Mark Uraine: So I tell you, I was creating a theme the other day and one site turned on full-site editing capabilities for it, and I lost the customizer and the menu screen and I was rolling down that road and I tried to create the menu within the full-site editor. And I was just having so many difficulties, I had to remove that from my theme and go back to the old menu screen, I had to use the old menu screen.

Birgit Pauli-Haack: Oh, wow. Yeah. Maybe looking at some themes, Ari and Carolina are doing that. Because yeah. But that’s part of it then, it’s all still very much in development and has so many moving parts. And I think we talked about the block-based editor, right? Do I have that on our list here?

Block-based Widget Editor

Mark Uraine: Well, yeah. Oh, the block-based widget editor. Yes. So Rob was saying that two bugs have been corrected with saving widgets in the widget editor now. So that’s good. They’re being merged. And he says, we have plenty of, and then tests now, which we talked about earlier in the podcast, thanks to Kai Hao for all that great work there. And the next priority that they have on their radar is bringing those blocks into the customizer as we talked earlier, Birgit. And get the widgets area blocks inside of the widget area in customizer working again. So I know Kai is working on that along with Shaun Andrews right now, he has also been contributing in there.

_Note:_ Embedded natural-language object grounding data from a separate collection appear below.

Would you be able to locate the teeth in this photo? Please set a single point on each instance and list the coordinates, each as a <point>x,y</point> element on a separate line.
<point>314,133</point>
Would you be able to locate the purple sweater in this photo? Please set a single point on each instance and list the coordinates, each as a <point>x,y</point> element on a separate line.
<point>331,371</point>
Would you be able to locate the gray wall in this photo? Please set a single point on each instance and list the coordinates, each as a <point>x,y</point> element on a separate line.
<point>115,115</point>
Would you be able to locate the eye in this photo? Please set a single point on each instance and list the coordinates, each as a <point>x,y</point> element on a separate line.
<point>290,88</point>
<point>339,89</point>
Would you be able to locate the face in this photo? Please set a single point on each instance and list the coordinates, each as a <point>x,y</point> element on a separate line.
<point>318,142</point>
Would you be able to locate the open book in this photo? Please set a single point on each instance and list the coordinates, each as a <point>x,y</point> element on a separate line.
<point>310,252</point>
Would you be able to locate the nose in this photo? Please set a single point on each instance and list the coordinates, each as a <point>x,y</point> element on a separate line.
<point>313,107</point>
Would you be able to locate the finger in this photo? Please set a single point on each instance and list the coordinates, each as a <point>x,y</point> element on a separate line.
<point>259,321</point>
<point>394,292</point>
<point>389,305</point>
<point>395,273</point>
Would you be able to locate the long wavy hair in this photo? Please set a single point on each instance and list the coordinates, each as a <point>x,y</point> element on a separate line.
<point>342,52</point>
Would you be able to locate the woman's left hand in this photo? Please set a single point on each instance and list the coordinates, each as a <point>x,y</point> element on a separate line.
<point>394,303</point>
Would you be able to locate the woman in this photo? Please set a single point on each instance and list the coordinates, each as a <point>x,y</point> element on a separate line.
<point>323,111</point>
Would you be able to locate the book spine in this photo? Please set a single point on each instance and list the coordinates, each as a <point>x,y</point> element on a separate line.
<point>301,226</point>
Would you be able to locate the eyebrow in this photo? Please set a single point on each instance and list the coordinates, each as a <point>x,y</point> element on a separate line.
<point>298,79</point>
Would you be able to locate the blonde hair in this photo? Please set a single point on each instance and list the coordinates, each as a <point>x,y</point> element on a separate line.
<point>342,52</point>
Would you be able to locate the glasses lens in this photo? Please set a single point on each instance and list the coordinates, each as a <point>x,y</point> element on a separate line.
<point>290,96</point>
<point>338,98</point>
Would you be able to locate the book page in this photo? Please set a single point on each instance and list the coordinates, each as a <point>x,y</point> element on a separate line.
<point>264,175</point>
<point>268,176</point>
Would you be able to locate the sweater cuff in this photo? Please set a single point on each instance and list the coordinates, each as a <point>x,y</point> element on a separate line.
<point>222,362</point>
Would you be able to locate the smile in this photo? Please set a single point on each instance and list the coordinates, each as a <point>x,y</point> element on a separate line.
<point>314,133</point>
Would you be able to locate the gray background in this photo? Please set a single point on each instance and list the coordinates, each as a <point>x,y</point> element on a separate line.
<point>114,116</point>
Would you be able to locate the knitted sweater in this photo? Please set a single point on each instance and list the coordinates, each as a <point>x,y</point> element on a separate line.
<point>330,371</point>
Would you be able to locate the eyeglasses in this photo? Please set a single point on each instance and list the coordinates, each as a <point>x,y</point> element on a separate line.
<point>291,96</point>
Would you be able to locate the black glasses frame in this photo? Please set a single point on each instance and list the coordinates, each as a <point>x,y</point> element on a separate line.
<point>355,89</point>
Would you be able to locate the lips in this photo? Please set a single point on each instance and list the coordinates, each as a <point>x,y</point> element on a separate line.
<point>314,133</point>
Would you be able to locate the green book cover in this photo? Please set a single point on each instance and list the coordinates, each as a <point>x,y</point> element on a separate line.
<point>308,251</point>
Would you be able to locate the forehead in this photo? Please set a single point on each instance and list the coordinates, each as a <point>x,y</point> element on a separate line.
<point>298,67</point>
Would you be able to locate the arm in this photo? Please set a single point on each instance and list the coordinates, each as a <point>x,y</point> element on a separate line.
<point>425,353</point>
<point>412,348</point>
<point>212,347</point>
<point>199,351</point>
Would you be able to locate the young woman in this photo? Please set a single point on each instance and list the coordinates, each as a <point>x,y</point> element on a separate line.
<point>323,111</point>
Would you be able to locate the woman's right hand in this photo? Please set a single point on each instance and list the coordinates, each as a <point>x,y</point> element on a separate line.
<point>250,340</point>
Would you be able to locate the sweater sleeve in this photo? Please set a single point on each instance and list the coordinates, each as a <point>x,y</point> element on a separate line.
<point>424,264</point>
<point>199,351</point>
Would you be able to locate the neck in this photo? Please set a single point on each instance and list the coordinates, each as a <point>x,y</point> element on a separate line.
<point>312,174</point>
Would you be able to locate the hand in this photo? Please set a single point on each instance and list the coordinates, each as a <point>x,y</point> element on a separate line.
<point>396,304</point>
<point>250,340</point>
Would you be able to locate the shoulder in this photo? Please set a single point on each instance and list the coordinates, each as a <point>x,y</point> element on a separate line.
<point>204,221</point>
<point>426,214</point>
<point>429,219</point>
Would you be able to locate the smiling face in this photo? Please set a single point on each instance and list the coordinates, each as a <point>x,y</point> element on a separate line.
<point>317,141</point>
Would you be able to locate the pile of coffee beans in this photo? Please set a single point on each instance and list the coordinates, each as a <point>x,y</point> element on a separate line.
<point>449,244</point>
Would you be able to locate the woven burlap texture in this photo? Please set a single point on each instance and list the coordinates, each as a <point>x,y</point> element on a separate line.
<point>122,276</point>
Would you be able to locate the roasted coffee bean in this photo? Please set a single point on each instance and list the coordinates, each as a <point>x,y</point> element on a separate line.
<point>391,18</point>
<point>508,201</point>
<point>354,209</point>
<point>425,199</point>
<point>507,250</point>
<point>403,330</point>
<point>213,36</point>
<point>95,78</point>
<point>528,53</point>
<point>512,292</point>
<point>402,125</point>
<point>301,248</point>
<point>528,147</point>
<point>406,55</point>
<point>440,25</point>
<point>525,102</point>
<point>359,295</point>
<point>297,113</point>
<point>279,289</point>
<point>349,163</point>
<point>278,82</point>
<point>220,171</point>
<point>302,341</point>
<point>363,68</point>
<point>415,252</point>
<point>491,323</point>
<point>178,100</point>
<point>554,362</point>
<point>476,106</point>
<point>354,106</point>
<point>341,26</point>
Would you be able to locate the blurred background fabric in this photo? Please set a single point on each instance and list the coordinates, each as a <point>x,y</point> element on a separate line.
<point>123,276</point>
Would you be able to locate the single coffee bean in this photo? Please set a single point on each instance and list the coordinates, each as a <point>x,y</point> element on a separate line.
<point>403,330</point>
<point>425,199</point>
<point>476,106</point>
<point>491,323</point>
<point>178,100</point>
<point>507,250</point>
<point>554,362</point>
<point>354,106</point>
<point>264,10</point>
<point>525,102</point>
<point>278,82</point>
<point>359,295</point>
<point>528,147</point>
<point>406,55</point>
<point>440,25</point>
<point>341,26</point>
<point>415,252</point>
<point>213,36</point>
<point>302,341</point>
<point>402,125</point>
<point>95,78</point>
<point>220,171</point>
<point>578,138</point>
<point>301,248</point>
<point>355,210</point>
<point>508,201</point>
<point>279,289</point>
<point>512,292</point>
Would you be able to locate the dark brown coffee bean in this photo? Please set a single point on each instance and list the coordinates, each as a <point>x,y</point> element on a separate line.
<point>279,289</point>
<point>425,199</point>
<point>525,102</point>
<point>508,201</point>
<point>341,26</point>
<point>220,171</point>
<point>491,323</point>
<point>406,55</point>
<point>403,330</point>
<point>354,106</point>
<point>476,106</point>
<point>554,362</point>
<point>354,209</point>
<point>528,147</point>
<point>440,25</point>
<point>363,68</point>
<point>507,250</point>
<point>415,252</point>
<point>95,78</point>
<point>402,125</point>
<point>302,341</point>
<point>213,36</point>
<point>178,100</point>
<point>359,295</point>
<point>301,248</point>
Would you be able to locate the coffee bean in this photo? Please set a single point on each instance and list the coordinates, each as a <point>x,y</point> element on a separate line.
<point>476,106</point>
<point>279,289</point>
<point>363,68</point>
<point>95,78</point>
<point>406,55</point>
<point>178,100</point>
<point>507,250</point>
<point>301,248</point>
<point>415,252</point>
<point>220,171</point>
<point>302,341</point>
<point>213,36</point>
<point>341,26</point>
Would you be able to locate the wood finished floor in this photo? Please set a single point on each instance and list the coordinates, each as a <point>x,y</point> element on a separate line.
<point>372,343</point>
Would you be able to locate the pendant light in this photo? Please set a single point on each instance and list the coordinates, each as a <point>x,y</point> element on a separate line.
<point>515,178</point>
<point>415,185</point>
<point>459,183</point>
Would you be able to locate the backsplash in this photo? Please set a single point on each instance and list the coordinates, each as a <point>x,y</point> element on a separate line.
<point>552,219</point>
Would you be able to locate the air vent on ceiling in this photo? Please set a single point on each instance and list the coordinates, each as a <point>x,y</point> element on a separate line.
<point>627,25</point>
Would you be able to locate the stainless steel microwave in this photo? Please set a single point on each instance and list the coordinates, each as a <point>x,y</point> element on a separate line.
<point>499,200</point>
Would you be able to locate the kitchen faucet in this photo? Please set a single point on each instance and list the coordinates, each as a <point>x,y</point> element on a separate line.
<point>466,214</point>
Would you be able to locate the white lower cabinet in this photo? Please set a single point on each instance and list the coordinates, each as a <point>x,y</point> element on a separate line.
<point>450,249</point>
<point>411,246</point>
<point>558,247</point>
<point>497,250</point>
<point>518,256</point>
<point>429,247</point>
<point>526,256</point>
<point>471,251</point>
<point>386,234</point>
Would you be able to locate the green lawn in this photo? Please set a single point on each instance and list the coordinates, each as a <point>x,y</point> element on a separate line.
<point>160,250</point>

Birgit Pauli-Haack: Yeah. And there are some designs there. I’ll see if I can surface them and all other show notes then. Yeah. So cool things are coming. Lots of changes, but I’m also quite sure that full-site editing themes will not be the mainstream and until 2023 or something like that. Because the old themes stay around and yeah, it’s not that many. It’s going to be an MVP. What’s MVP mean? It’s a minimum viable product. So it’s the basic of the basic things. So going to be in there, there’s nothing yet for any complicated or complex themes that are available then. 

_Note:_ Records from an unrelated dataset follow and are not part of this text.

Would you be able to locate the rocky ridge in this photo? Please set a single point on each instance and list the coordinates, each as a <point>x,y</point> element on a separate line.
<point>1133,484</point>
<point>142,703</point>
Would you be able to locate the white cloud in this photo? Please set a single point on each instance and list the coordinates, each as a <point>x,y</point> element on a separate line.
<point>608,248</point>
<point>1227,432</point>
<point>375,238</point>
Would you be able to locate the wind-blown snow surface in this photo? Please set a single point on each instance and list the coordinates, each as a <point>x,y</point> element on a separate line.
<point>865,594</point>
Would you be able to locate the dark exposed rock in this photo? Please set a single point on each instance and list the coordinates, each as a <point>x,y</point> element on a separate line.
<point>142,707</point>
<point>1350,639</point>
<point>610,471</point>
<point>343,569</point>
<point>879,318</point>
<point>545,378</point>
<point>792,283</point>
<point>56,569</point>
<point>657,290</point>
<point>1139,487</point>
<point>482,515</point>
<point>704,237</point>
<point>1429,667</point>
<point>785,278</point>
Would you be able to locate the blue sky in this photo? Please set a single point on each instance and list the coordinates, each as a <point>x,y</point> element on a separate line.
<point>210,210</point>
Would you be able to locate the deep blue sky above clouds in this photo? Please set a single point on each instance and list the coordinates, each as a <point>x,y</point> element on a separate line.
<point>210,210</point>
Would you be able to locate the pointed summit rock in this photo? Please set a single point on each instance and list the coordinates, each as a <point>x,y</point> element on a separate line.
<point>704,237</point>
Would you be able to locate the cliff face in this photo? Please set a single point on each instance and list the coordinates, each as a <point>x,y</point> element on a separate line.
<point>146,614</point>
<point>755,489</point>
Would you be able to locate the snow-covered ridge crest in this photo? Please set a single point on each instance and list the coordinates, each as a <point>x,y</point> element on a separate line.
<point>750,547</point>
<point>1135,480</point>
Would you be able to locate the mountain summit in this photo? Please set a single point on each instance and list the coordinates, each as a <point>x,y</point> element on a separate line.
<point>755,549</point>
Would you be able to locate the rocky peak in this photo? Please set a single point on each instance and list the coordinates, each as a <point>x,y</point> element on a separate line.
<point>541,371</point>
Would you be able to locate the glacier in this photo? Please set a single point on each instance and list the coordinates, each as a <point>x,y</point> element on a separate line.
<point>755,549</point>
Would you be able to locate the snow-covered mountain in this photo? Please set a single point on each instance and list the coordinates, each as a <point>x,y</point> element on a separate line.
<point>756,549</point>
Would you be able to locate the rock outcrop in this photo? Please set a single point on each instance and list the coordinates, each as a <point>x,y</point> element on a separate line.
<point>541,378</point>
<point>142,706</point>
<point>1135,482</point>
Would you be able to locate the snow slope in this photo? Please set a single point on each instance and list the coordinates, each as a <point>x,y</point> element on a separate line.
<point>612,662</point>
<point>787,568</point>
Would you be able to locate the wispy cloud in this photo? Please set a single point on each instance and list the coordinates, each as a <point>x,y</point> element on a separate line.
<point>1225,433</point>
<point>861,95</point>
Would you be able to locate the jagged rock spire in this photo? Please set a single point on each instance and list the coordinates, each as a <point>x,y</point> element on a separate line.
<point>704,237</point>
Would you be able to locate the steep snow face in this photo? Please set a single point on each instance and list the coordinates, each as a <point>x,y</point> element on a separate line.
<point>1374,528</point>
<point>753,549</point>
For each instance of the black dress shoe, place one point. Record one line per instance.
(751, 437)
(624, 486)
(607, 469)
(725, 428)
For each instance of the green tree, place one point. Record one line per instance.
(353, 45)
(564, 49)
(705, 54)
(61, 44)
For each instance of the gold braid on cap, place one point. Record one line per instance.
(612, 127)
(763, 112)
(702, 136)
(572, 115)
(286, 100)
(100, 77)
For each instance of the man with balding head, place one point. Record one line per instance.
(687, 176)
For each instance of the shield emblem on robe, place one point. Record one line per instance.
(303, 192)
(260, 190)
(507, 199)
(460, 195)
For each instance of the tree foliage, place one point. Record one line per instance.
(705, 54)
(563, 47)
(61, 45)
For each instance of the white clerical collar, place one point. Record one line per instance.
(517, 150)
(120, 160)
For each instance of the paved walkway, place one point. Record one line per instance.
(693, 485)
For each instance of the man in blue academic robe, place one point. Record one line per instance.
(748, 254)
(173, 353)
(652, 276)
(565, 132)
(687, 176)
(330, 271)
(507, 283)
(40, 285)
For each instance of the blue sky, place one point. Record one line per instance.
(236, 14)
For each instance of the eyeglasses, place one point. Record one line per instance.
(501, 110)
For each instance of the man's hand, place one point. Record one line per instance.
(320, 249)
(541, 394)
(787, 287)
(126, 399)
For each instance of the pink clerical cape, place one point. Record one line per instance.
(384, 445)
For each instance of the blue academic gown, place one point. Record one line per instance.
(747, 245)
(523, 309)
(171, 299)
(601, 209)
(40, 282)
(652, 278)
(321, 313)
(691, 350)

All right. So this is the end of the show, dear listeners. Thank you for staying on, keep on testing the full site experiments and report back to the theme on GitHub or through the full-site editing outreach experiments, follow up on the links that Anne on the posts that Anne McCarthy put out.

And for those who missed it, the recording of our live Q & A, from last Friday, is now available with all the mentioned resource links and as well as a transcript. And we had probably about 20 questions. I know that’s a phrase in American kind of, we are not playing 20 questions here, but we probably had about 20 questions that came from the audience. And that all four of us, or the panelists were able to answer from the different perspectives. So it was quite an interesting show. Catch up. Maybe do that before you start the testing part. So you kind of know where everybody is.

As always the show notes will be published on Gutenbergtimes.com/podcast. This is episode 37. And if you have questions or suggestions or news you want us to include, send them to changelog@gutenbergtimes.com. That’s changelog@gutenbergtimes.com. That’s it. Thank you for listening. Goodbye. Thank you, Mark.

Mark Uraine: Thank you, Birgit.

Birgit Pauli-Haack: Until the next time.

Mark Uraine: All right. Bye-bye, everyone, have a great one.